This invention relates to secure data storage and processing in a storage array, addressing the challenge of efficiently storing encrypted data while maintaining security and reducing storage overhead. The method involves receiving encrypted data, where the data is encrypted using a private key associated with specific properties of the data. A corresponding public key is determined to decrypt the data, allowing access to the original unencrypted content. The decrypted data undergoes data reduction operations, such as deduplication or compression, to minimize storage requirements. The reduced data is then re-encrypted using a second encryption key before being stored in the storage array. This approach ensures that sensitive data remains secure while optimizing storage efficiency by reducing redundant or compressible data before final encryption and storage. The system dynamically handles encryption and decryption based on data properties, enabling secure and efficient data management in storage arrays.
7. The method of claim 6 , wherein the at least one property of the first data comprises at least one of the volume resident on the storage array, a logical volume rage resident on the storage array, a group of blocks associated with the volume resident on the storage array, a client identifier, or a client application identifier.
This invention relates to data management in storage systems, specifically identifying and processing properties of data stored on a storage array. The problem addressed is the need to efficiently track and manage data attributes to improve storage operations such as replication, migration, or backup. The invention provides a method for analyzing at least one property of data stored on a storage array, where the property can include the volume itself, a logical volume range, a group of blocks within a volume, a client identifier, or a client application identifier. These properties help distinguish data for targeted operations, such as prioritizing certain data for replication or excluding specific data from backup processes. The method ensures that storage operations are performed based on precise data characteristics, enhancing efficiency and reducing unnecessary processing. By leveraging these properties, the system can optimize storage resource usage and improve data management workflows. The invention is particularly useful in environments where large-scale data storage and retrieval are critical, such as enterprise storage systems or cloud-based storage solutions.
8. The method of claim 6 , wherein determining the first decryption key comprises: determining a security identifier associated with the at least one property of the first data; and accessing a mapping table that stores a mapping between the security identifier and the first decryption key.
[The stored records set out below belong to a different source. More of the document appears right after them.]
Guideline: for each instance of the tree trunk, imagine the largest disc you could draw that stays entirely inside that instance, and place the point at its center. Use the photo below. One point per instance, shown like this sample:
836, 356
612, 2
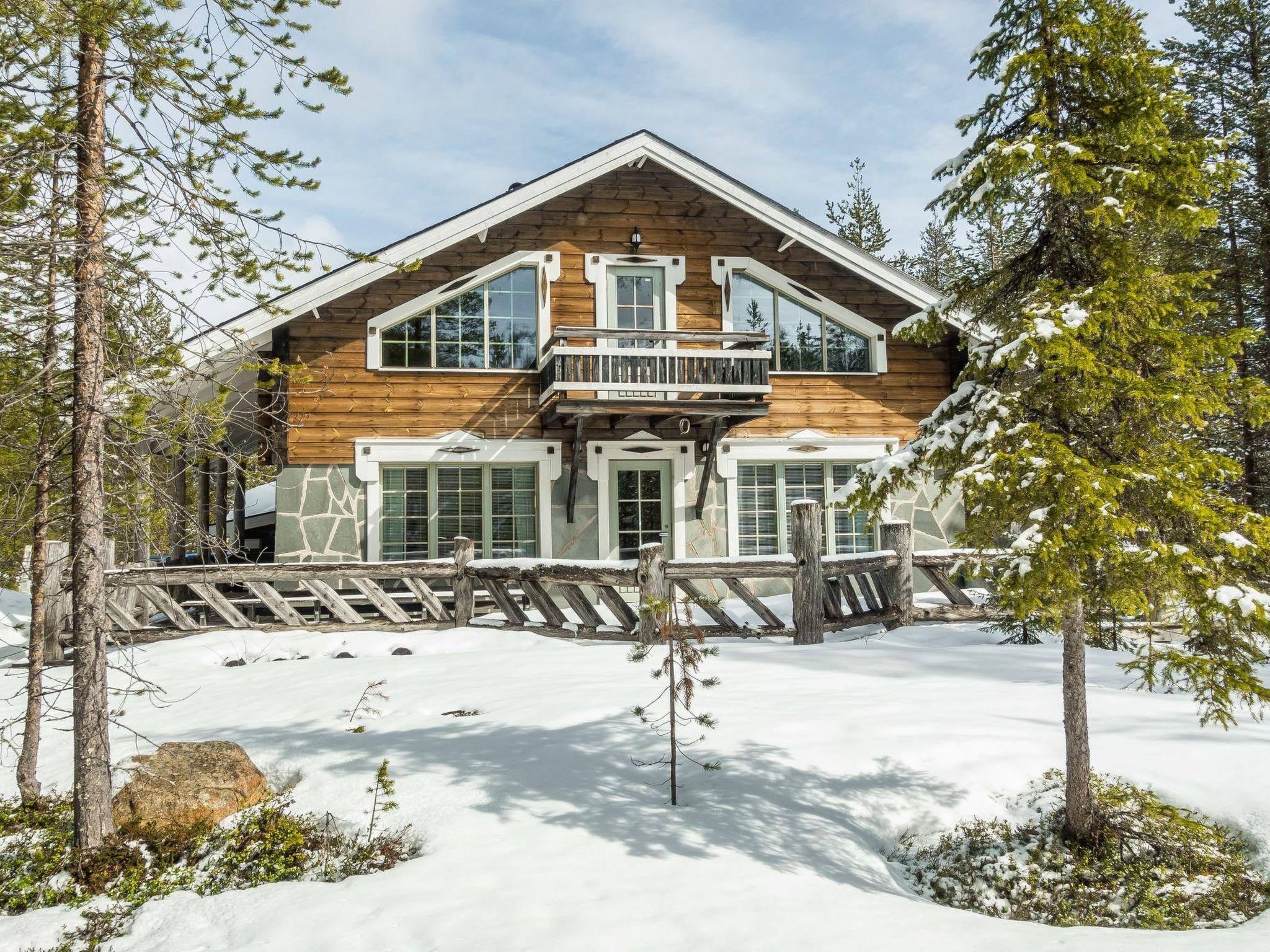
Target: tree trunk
29, 783
92, 794
1080, 822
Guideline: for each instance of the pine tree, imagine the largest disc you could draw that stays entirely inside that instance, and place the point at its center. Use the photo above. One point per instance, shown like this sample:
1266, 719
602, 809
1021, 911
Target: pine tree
858, 218
162, 112
1226, 74
939, 262
683, 653
1076, 428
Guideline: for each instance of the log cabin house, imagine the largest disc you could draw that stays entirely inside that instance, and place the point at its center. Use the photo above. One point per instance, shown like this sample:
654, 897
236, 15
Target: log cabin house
634, 347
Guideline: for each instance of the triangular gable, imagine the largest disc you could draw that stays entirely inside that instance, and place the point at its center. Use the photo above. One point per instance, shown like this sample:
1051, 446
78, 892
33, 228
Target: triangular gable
631, 150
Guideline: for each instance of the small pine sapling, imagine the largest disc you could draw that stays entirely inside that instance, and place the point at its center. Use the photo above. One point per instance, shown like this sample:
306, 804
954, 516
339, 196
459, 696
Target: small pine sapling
678, 668
381, 798
365, 706
1015, 627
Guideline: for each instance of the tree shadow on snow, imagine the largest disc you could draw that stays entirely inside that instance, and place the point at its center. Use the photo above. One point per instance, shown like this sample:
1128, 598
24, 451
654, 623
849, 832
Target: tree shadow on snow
762, 805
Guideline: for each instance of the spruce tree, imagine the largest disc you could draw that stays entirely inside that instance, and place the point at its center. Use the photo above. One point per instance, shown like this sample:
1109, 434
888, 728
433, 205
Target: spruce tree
163, 159
1076, 428
939, 260
858, 218
1226, 73
680, 653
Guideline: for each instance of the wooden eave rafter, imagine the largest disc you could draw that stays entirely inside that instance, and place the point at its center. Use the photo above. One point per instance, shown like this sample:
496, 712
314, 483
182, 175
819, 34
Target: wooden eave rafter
633, 150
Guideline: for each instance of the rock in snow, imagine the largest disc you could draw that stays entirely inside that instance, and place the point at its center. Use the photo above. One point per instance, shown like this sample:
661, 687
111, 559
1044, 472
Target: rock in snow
183, 785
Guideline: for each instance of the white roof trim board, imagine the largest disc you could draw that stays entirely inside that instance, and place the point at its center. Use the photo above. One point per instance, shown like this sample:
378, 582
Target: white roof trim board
252, 325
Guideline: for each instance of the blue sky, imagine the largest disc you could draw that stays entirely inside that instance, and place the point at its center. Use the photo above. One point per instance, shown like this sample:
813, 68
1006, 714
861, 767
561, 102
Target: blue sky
454, 100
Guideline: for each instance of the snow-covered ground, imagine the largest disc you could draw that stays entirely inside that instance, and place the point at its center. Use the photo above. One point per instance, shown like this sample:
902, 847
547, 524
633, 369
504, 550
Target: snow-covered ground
543, 835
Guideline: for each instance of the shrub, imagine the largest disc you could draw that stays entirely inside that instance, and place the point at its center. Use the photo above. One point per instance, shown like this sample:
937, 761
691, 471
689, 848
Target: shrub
269, 843
1153, 866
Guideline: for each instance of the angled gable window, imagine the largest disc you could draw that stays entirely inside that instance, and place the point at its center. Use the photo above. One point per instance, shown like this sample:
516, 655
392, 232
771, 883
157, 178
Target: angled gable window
493, 325
810, 333
807, 339
491, 319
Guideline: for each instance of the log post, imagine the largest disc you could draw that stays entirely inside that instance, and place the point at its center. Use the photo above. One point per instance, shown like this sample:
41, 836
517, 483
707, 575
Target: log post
654, 592
898, 536
205, 509
239, 507
223, 507
465, 594
807, 519
178, 524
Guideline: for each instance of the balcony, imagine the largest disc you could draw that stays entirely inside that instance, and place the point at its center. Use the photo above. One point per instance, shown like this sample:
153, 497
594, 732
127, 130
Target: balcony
710, 375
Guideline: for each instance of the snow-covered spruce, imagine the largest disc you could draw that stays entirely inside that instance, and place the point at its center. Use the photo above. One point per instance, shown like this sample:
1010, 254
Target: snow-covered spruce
1153, 866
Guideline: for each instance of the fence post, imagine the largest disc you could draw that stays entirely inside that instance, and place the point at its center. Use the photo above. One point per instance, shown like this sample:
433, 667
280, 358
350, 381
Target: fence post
898, 536
465, 594
807, 523
653, 591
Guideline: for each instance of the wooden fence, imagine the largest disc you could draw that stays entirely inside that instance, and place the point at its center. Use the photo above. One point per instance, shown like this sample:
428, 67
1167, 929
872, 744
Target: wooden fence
582, 599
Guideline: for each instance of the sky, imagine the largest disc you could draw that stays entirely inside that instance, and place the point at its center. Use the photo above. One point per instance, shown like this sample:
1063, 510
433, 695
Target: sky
455, 99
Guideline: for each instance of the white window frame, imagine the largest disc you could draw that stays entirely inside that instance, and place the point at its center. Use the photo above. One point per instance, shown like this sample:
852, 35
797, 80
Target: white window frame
454, 448
801, 447
596, 267
637, 448
546, 266
722, 271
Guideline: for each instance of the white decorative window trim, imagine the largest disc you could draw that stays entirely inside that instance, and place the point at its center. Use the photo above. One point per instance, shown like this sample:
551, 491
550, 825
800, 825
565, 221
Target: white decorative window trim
548, 267
723, 268
453, 448
641, 447
803, 446
595, 268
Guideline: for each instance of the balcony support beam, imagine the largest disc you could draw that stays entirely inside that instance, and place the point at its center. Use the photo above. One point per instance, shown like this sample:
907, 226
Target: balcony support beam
717, 432
573, 471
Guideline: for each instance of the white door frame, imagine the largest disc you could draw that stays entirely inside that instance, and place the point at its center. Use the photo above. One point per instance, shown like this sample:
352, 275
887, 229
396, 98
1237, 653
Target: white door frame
636, 448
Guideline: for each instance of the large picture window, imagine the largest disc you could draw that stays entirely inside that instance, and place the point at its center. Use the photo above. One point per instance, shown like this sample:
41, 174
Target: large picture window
806, 339
424, 508
765, 493
491, 327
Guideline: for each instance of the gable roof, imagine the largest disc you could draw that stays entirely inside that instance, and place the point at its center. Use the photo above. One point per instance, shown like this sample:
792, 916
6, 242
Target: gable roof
631, 150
This invention relates to secure data access systems, specifically methods for determining decryption keys based on data properties. The problem addressed is securely managing access to encrypted data by dynamically determining decryption keys based on specific properties of the data, rather than relying on static key assignments. The method involves analyzing at least one property of encrypted data to identify a security identifier associated with that property. This security identifier is then used to access a mapping table, which contains predefined relationships between security identifiers and corresponding decryption keys. The appropriate decryption key is retrieved from the table based on the security identifier, enabling decryption of the data. This approach allows for flexible and scalable key management, where different data properties can be mapped to different keys, enhancing security and access control. The method may be part of a broader system for encrypting and decrypting data, where data is encrypted using a first encryption key before storage or transmission, and the same or a different encryption key may be used for different data segments. The decryption key determination process ensures that only authorized users or systems with access to the correct security identifier can retrieve the proper decryption key, maintaining data confidentiality. This technique is particularly useful in environments where data must be protected based on its content, context, or other attributes.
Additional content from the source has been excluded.